Larapinta Trail: Section 11 Hilltop lookout (Son of Sonder) to Redbank Gorge

Day 17 of 18 Tuesday

Wet, cold and not happy campers. Mother nature reminding us who is boss

Normally I start this blog off at the beginning of a new day, you know the saying a fresh start comes with every dawning and all that hog wash.  Well today I want you to picture yourself lying in a tent, snug as a bug in a rug, deep in exhausted slumber after a hard days trail. You think the Son of Sonder has finished messing with your head and all is calm and peaceful. Now imagine your reaction when out of the blue thunder claps loudly over your head. It’s so close you can feel it reverberating through your flimsy tent walls. Now if you have imagined it correctly then you’ve probably just soiled your sleeping bag and had a coronary as your heart explodes out of your chest.
Well that my friends is exactly what happened in the wee hours of this fateful night, 0103hrs to be exact and at 0105hrs the first patter of raindrops tumbled from the sky, ever so gently like tears from above, not the godly type tears, but more the tears of laughter from the Son of Sonder, this mountain top in the shadow of Mt Sonder wasn’t finished messing with our heads for the day. 

Mt Sonder, Missing in Action

And so the night went, the rain tumbled ever so gently from the sky and it tumbled and it tumbled, not a torrential down pour but just a slow steady light rain that was best described as soaking rain.
At one point about 0300hrs I thought I heard Big J moaning in the night, not sure what he was moaning about but it couldn’t have been from anything positive. The poor man was cowboy camping. We’d seen this rain possibly coming throughout the day and lightning flashes in the evening had all but assured us it was inevitable. Before turning in for the night Big J and I attempted to shore up his flimsy lean- to shelter preparing for some showers. But I guess neither of us had envisioned this soaking rain. He was offered my tent to share but you know the old saying ‘pride comes before a fall’. Well, I could almost picture him, a drowned rat shivering with cold, soaked to the bone, but too stubborn to yield for he knew that he would get slaughtered by the friendly banter. After another hour of this I was concerned for the man surely, he couldn’t be sleeping through this. Outside my tent was a small lake of water surrounding me, I was pretty happy that I’d invested in a quality tent and air mattress, but even that wasn’t enough to keep everything dry.
Poor Big J must be doing it tough. I called out to him to see if he was okay and come over and stay in my tent but only the wind replied. Maybe he’s sleeping it out I thought. You often hear of those weirdos who can sleep through anything, perhaps Big J was one of them. As for Irish, she had the plastic bag tent and quality mattress. So I knew she was fine too, There I lay waiting until the first light of day to assess the damage, sleep was a thing of the past now and it was more or less a battle to keep the wet out.

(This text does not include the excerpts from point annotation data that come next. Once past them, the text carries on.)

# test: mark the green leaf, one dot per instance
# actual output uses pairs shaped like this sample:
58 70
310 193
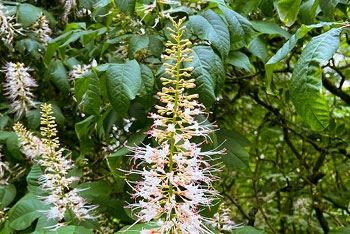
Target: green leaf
241 30
33 180
258 47
24 212
7 194
236 156
59 76
285 49
12 143
88 89
343 230
137 43
73 230
127 6
270 28
288 11
33 118
306 81
248 230
123 83
147 80
328 7
208 72
28 14
239 59
33 47
307 12
210 26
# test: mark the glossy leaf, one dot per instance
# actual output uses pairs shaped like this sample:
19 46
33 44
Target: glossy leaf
208 72
209 26
306 81
239 59
7 194
88 93
288 11
59 76
123 83
24 212
241 30
286 49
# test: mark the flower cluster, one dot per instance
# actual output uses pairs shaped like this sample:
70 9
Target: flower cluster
55 180
78 70
42 29
8 28
177 174
18 87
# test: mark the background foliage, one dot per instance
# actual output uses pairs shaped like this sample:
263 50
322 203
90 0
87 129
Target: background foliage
274 74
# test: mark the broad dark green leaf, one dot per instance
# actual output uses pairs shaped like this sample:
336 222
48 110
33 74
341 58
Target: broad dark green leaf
123 83
236 156
147 80
270 28
25 211
210 26
33 185
208 72
239 59
241 30
90 100
137 43
59 76
285 49
307 11
28 14
288 11
127 6
258 47
7 194
306 81
33 47
33 118
328 7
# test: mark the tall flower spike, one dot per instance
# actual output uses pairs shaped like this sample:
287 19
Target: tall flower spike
55 180
18 87
8 29
42 29
176 174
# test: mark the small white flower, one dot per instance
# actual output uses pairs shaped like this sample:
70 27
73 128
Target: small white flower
18 87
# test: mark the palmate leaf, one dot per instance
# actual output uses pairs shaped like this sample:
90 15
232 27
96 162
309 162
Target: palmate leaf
123 83
208 72
210 26
241 30
306 81
25 211
286 49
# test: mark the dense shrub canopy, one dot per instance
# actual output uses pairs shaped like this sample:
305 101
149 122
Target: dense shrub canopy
82 82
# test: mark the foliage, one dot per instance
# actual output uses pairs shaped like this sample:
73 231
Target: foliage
274 75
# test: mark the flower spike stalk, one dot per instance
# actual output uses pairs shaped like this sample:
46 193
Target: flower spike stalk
176 174
65 204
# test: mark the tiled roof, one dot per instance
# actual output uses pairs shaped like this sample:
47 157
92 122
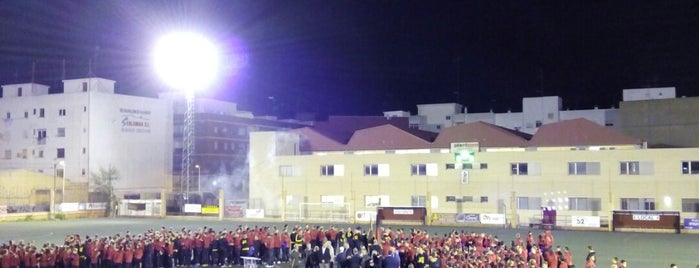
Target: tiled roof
376 136
312 141
341 128
487 135
579 132
385 137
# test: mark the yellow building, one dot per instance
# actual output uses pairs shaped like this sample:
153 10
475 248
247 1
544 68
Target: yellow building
576 167
26 188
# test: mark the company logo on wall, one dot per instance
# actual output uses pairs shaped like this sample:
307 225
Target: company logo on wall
135 121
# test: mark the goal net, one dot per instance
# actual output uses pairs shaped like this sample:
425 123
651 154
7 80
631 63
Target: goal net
325 212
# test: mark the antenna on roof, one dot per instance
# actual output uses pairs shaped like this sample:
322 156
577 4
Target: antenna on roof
63 69
33 70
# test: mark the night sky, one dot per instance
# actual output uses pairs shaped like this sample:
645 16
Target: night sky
365 57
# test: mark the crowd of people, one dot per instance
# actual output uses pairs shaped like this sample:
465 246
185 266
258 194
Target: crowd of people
300 246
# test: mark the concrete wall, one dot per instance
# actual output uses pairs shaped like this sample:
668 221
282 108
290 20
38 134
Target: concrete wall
662 122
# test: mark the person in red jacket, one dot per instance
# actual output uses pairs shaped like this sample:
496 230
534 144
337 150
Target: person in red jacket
118 257
95 257
74 258
128 255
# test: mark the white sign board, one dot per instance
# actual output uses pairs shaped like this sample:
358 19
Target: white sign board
492 218
585 221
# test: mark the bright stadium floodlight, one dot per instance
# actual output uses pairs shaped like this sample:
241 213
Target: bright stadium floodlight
187 62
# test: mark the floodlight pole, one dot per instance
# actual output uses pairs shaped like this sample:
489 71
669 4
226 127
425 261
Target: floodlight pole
188 141
52 207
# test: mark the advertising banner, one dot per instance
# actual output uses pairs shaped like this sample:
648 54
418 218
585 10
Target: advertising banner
192 208
365 216
493 219
468 218
403 212
585 221
234 211
691 223
645 217
255 213
209 210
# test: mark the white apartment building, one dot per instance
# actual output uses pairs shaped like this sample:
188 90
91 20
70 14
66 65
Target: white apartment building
87 128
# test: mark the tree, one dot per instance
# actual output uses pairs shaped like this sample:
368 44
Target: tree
104 184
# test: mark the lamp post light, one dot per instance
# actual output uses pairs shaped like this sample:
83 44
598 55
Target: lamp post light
52 206
187 62
63 182
198 177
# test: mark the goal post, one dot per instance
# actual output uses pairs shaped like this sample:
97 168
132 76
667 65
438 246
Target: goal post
319 212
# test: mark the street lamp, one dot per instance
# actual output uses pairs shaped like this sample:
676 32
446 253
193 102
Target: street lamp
187 62
198 178
52 208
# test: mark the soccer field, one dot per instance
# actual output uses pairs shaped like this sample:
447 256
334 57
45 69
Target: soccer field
639 249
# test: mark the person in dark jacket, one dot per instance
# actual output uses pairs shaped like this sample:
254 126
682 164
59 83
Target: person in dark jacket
390 260
356 260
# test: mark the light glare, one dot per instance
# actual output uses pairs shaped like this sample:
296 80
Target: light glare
186 61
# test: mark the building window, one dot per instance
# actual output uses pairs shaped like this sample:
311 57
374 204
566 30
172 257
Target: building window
529 203
332 170
690 167
429 169
690 205
583 168
519 168
584 203
629 168
371 170
638 203
418 169
41 136
286 171
327 170
418 201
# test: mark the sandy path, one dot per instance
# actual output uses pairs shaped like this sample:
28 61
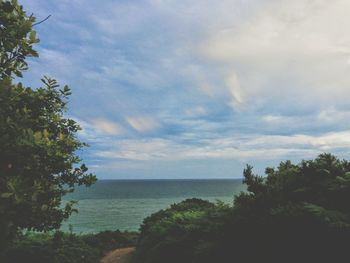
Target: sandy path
121 255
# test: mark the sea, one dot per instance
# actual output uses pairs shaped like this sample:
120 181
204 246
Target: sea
123 204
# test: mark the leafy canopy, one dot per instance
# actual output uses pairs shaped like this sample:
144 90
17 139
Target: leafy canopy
38 144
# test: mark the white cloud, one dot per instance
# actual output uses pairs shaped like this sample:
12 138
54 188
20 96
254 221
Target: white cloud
239 147
106 126
288 49
142 124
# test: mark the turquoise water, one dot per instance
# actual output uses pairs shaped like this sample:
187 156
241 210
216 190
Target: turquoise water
123 204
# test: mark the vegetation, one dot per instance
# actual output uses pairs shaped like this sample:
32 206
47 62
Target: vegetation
38 145
66 248
296 212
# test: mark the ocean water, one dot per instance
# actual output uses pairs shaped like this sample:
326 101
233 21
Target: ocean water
123 204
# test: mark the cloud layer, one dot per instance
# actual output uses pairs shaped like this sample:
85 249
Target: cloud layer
196 89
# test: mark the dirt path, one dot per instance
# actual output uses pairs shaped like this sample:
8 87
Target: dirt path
121 255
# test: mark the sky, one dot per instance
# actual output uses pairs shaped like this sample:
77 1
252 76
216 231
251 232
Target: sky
198 89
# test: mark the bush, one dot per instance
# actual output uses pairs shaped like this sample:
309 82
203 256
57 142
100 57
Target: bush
297 212
66 248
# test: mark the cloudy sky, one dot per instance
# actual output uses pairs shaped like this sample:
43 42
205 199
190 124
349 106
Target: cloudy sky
197 89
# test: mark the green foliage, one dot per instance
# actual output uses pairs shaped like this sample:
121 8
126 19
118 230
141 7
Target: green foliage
38 161
181 232
37 164
297 212
16 39
66 248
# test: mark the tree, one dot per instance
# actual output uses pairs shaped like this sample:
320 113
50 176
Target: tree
38 144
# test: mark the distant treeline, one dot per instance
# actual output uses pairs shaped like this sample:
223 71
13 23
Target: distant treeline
296 213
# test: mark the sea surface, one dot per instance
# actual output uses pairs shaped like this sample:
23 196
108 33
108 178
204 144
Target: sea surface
123 204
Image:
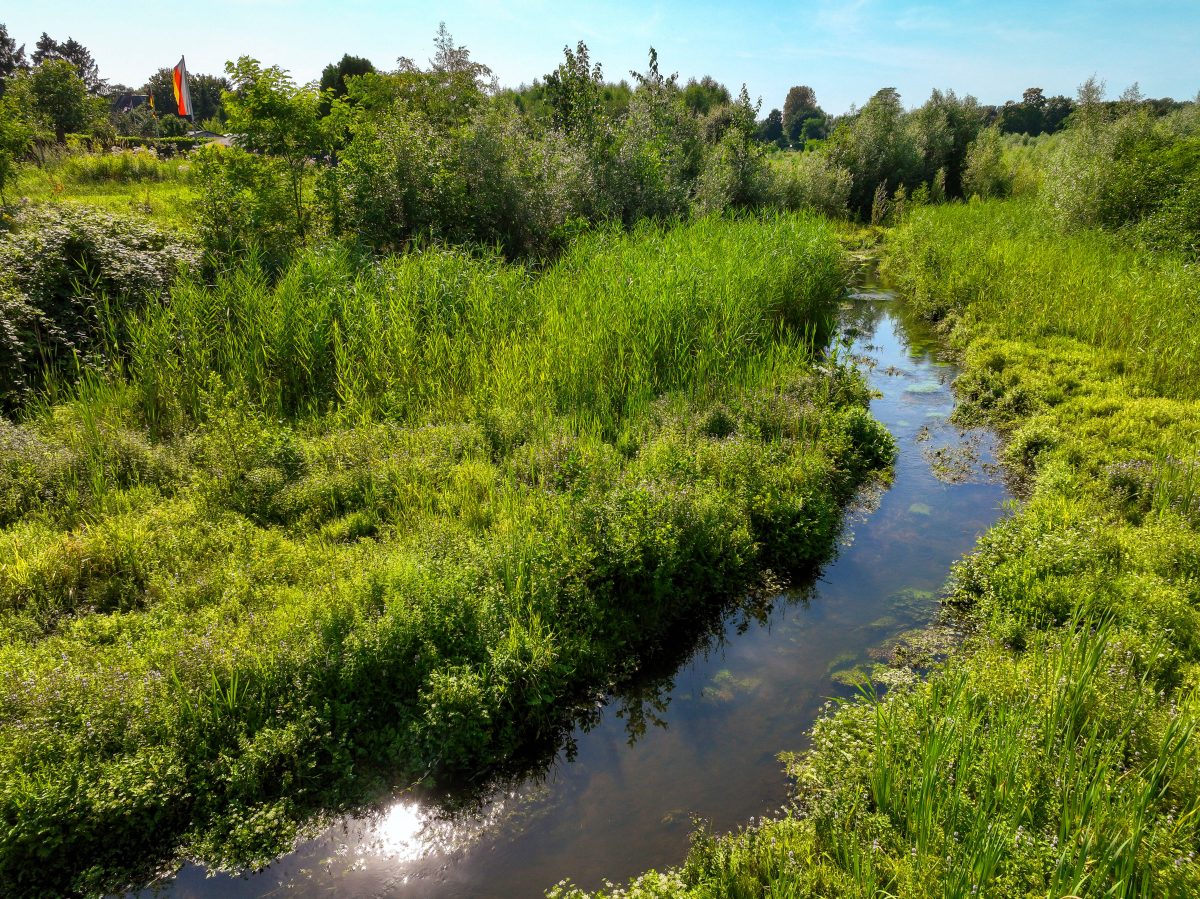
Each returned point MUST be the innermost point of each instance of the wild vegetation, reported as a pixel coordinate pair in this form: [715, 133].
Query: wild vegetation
[394, 517]
[377, 445]
[1055, 753]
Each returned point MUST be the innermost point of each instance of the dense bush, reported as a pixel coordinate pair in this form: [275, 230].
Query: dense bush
[64, 273]
[1134, 173]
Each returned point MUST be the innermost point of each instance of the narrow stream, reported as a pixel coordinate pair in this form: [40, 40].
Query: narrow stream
[707, 744]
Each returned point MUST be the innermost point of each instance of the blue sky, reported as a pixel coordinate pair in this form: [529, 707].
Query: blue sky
[844, 49]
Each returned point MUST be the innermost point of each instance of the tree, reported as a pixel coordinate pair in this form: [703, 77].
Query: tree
[60, 97]
[275, 117]
[771, 130]
[76, 54]
[207, 94]
[448, 93]
[942, 130]
[706, 95]
[799, 106]
[573, 93]
[12, 58]
[16, 133]
[45, 49]
[877, 149]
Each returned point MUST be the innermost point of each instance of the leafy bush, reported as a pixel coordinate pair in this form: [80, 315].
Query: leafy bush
[66, 276]
[245, 209]
[811, 180]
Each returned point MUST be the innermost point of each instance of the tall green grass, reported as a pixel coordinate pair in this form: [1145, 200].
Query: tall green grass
[127, 181]
[613, 324]
[1008, 270]
[1055, 754]
[383, 521]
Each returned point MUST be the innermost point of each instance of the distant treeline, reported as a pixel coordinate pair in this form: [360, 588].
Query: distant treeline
[441, 153]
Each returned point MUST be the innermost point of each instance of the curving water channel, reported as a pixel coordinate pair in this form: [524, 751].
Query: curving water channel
[705, 742]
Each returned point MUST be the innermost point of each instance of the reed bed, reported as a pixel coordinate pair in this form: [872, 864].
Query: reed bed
[390, 520]
[1055, 754]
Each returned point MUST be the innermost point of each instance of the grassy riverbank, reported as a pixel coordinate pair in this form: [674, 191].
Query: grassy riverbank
[382, 521]
[1056, 753]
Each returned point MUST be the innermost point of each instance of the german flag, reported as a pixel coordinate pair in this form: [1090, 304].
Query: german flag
[183, 95]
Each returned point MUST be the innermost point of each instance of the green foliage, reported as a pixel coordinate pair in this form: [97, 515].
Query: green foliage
[395, 517]
[63, 270]
[333, 78]
[1134, 173]
[1055, 753]
[245, 208]
[811, 180]
[985, 174]
[12, 59]
[802, 119]
[274, 117]
[60, 97]
[16, 137]
[876, 149]
[573, 93]
[706, 95]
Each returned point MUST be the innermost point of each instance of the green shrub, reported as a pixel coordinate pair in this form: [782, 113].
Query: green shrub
[65, 273]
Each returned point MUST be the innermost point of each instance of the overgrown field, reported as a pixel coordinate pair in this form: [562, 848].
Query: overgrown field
[129, 181]
[1056, 754]
[388, 520]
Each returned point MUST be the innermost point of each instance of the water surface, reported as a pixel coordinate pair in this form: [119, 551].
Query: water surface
[706, 745]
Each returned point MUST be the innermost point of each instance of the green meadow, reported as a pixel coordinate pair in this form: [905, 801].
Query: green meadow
[1055, 754]
[389, 521]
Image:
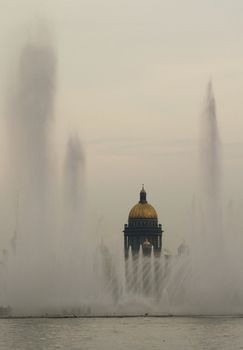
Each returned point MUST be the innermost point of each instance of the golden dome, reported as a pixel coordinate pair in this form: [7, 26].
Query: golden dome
[143, 210]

I think this picture paints a thousand words.

About 0500hrs the temperature really started to drop, the wind picked up for a final assault on our ebbing spirits, Son of Sonder continued to laugh at us. Crawling out of bed around 0630hrs and splashing through the puddles towards Big J’s camp site I could see him up already and struggling to break camp. He looked at me with a post apocalyptic survivor stare and mumbled “fuck you Son of Sonder, you tried to kill me”, we both laughed that crazy belly laugh like mad men and stood there shivering and getting soaked a little more. Big J was really in the hurt locker, he was shivering so hard and cold, believe it or not I was worried he was close to hypothermia. The wind was cutting through us and the clouds around us had descended to smother the land and cutting visibility to near on nothing. It truly was miserable weather.
Big J had called his son in the middle of the night, a broken man and arranged an evac off the trail. He wanted to just rush off the mountain. After finally convincing him that this was probably not the smartest of ideas to separate in such harsh conditions we set about breaking camp in record time.

Mt Sonder in hiding and refusing to come out and play

Departing Son of Sonder we paused for a quick photo of where Mt Sonder should be, it was nothing but cloud and so we finally conceded Son of Sonder had beaten us. Picking our way down the mountain in reduced visibility and biting wind was a challenge. But at least the rain had let up for the moment so that was a small blessing. I’d like to say the hike to Rocky bar gap was pleasant, but I’d be lying. We couldn’t see shit because of the weather, the wind was cutting through us like a knife through hot butter and the rain clouds were just spitting on us enough to annoy the shit out of you. It was probably the quietest 5km hike we had done, we were not happy little campers at all.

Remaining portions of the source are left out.